To verify the application of suggested models, the Altamaha River basin located in Georgia, USA is selected as the case study site. It is a large river basin on the Atlantic coast whose drainage basin is about 36,000 km2 in size. The Yellow River flows generally southward for 122 km, as a tributary of the Ocmulgee River. The flow of the Yellow River exhibits a seasonal behavior, which is low in dry season and high during wet months. The river flow varies depending on various impacts such as climate and human activities. An accurate forecasting of river discharge is vital since it allows engineers to make efficient decisions in water management and to prevent flooding. The daily time series of discharge and precipitation in this river basin were downloaded from the USGS web server (http://waterdata.usgs.gov/ga/nwis/rt).
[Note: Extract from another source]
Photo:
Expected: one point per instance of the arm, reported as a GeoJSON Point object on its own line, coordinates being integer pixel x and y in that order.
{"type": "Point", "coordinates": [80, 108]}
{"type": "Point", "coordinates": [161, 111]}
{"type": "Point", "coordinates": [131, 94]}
In Figure 3, five hydrological stations along the Yellow River are marked, demonstrating their locations on the map. The objective is to forecast the discharge in station 02208000 based on the data from the nearest upstream station 02207335, whose ID, name, latitude, and longitude are summarized in Table 1. As shown in Figure 4, the daily discharge varies quite irregularly and the peak value could be as high as 199.35 m3/s. The distance from station 02207335 to 02208000 is roughly 19.3 km, and the travel time of flow between the two stations is estimated to be 16 hours based on the mean velocity during flood flow condition (http://waterdata.usgs.gov/ga/nwis/rt). Daily data from 1 January 2010 to 31 December 2013 were selected, and separated into training and testing sets. The datasets for the training stage are from 1 January 2010 to 31 December 2011, taking around 50% of all data. The data of year 2012 are utilized for validation. During the calibration process, the training will be strictly terminated at the point where the error in the validation set begins to rise. Validation is a necessary and crucial procedure to avoid over-fitting the training data (Faber & Rajko 2007). The remaining data from 1 January 2013 to 31 December 2013 are used to assess the efficiency of the calibration and evaluate the performance of the forecasting models.

Table 1

Stations’ ID, name, and location in Altamaha River Basin, Georgia

Station IDStation nameLatitudeLongitude
02207335 Yellow River at Gees Mill road 33°40′01″N 83°56′17″W 
02208000 Yellow River at Rocky Plains road 33°29′59.5″N 83°53′03″W 
Station IDStation nameLatitudeLongitude
02207335 Yellow River at Gees Mill road 33°40′01″N 83°56′17″W 
02208000 Yellow River at Rocky Plains road 33°29′59.5″N 83°53′03″W 
Figure 3

Location of two stations along the Yellow River in Altamaha River basin, Georgia (http://waterdata.usgs.gov/ga/nwis/current).

Figure 3

Location of two stations along the Yellow River in Altamaha River basin, Georgia (http://waterdata.usgs.gov/ga/nwis/current).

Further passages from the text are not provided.